有限状态机,一种抽象的理论模型。
有限状态机**(Finite State Machine)**通过可构造、可验证的方式来呈现有限个变量所描述的状态变化过程。比如,封闭的有向图。它可以通过if-else, switch-case
和函数指针来实现,从软件工程角度看,主要是为了封装逻辑。
带有状态转移的有限状态机示例:
STATE_MACHINE() { State cur_State = type_A; while (cur_State != type_C) { Package _pack = getNewPackage(); switch() { case type_A: process_pkg_state_A(_pack); cur_State = type_B; break; case type_B: process_pkg_state_B(_pack); cur_State = type_C; break; } } }
|
该状态机包含三种状态:type_A,type_B和type_C。其中,type_A是初始状态,type_C是结束状态。状态机的当前状态记录在cur_State变量中,逻辑处理时,状态机先通过getNewPackage获取数据包,然后根据当前状态对数据进行处理,处理完后,状态机通过改变cur_State完成状态转移。

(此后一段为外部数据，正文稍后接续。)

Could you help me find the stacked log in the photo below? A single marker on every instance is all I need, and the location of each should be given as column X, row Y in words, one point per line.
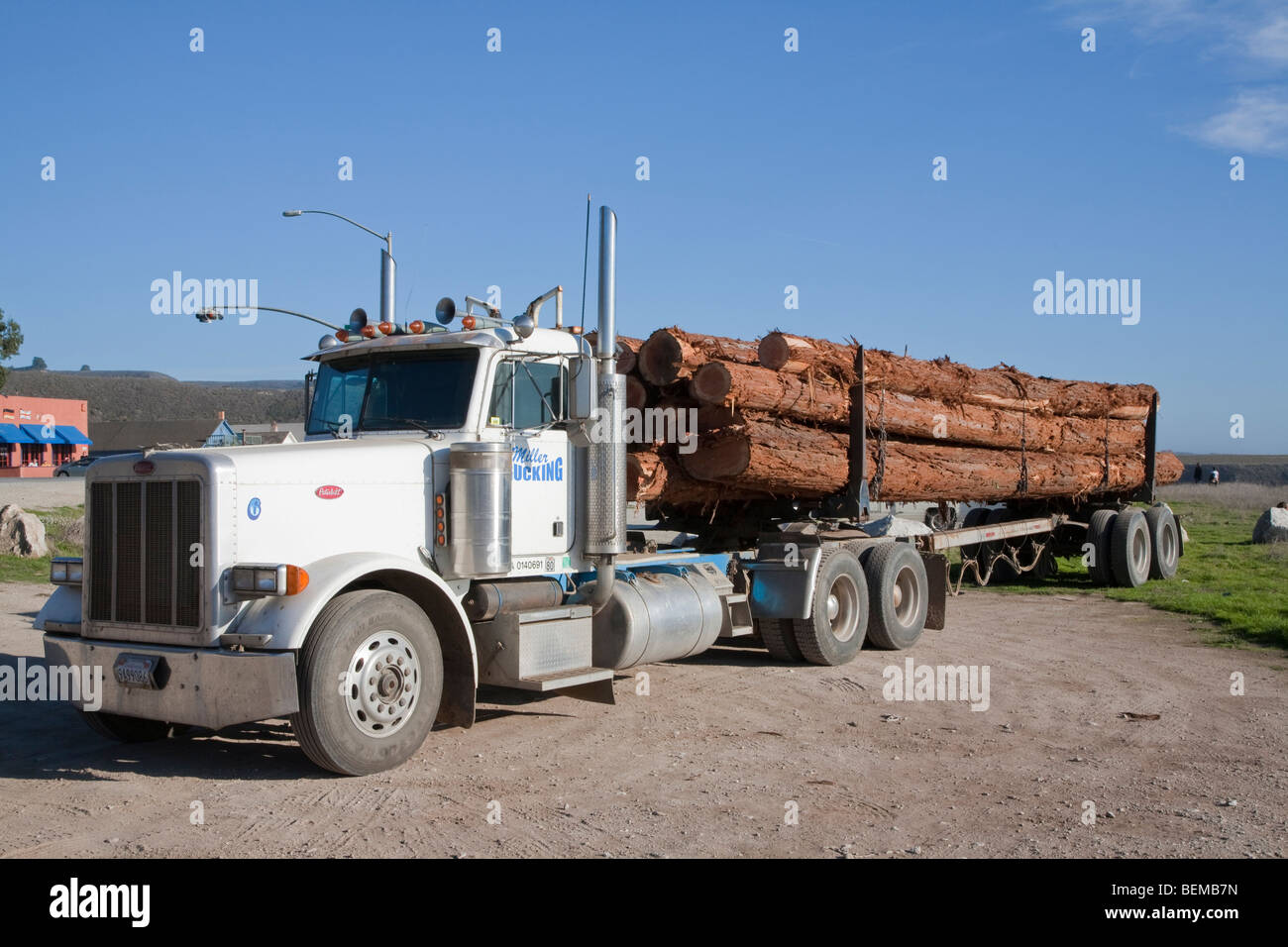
column 771, row 419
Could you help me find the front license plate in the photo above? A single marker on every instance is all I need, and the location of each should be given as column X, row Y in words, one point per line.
column 137, row 671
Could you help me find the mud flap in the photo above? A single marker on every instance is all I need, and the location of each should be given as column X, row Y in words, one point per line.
column 936, row 579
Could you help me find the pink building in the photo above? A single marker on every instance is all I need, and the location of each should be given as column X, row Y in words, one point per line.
column 38, row 434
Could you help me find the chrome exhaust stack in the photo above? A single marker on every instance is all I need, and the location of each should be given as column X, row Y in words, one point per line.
column 605, row 457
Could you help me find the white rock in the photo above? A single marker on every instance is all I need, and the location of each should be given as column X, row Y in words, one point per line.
column 22, row 534
column 1271, row 527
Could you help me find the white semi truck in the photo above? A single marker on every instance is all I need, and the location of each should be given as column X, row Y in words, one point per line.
column 455, row 518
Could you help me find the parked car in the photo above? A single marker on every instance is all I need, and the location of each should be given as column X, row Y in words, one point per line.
column 73, row 468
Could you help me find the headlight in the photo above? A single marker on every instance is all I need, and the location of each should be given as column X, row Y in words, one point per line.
column 258, row 579
column 65, row 570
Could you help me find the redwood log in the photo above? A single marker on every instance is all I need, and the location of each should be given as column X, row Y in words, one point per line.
column 822, row 401
column 655, row 476
column 761, row 389
column 626, row 351
column 793, row 460
column 636, row 393
column 986, row 427
column 948, row 381
column 669, row 355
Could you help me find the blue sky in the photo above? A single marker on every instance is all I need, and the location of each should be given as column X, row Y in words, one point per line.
column 767, row 169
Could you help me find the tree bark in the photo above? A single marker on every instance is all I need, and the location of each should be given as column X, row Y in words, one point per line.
column 944, row 380
column 627, row 350
column 669, row 355
column 791, row 460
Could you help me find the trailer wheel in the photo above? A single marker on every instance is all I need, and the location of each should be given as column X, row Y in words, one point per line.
column 838, row 618
column 372, row 677
column 1099, row 532
column 900, row 595
column 1164, row 544
column 1128, row 549
column 780, row 639
column 125, row 729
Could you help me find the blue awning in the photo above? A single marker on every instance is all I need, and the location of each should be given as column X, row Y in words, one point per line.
column 12, row 434
column 72, row 436
column 37, row 432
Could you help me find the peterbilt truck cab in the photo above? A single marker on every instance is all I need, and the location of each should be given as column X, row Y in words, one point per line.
column 455, row 518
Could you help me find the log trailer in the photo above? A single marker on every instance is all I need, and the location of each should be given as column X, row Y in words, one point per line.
column 456, row 517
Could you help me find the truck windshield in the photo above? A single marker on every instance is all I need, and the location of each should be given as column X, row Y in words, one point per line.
column 382, row 392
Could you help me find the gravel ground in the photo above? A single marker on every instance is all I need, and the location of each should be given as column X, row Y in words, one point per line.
column 719, row 751
column 43, row 493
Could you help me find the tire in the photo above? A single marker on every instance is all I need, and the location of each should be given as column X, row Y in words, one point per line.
column 1003, row 570
column 1164, row 541
column 1129, row 549
column 838, row 616
column 898, row 595
column 125, row 729
column 370, row 722
column 780, row 639
column 1099, row 531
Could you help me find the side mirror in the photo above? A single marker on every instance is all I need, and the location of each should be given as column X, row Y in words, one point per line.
column 581, row 388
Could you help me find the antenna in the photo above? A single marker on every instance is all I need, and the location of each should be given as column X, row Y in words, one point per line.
column 585, row 256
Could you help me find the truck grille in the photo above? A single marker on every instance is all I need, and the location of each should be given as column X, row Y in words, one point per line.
column 141, row 536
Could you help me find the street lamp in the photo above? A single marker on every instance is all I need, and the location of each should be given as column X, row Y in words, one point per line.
column 386, row 261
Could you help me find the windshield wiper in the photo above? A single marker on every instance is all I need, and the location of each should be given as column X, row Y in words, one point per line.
column 411, row 421
column 333, row 428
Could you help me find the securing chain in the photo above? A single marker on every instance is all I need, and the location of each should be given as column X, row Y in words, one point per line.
column 1024, row 454
column 1104, row 479
column 880, row 474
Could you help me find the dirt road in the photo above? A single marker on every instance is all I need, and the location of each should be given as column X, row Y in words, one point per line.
column 709, row 762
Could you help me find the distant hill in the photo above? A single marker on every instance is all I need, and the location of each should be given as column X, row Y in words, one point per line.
column 1269, row 470
column 138, row 395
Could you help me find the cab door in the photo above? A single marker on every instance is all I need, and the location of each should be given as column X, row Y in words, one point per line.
column 529, row 395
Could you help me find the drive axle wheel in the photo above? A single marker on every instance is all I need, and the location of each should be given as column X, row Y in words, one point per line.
column 900, row 595
column 1164, row 541
column 372, row 678
column 1128, row 549
column 1099, row 534
column 838, row 617
column 780, row 639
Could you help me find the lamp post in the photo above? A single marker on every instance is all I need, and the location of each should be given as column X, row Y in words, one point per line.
column 386, row 261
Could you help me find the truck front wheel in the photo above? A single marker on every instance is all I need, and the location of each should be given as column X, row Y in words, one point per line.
column 372, row 678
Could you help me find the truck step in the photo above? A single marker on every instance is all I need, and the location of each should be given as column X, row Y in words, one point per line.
column 561, row 680
column 737, row 616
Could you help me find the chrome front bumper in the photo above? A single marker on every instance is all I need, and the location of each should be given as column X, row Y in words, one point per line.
column 204, row 686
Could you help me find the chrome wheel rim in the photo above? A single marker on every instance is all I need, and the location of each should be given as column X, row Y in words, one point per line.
column 380, row 684
column 1167, row 545
column 1140, row 551
column 906, row 595
column 842, row 608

有限状态机是一种逻辑单元内部的高效编程方法,在服务器编程中,服务器可以根据不同状态或者消息类型进行相应的处理逻辑,使得程序逻辑清晰易懂。
基于状态机来处理webserver http报文
http报文处理流程:
- 浏览器端发出http连接请求,主线程创建http对象接收请求并将所有数据读入对应buffer,将该对象插入任务队列,工作线程从任务队列中取出一个任务进行处理。
- 工作线程取出任务后,调用process_read函数,通过主、从状态机对请求报文进行解析。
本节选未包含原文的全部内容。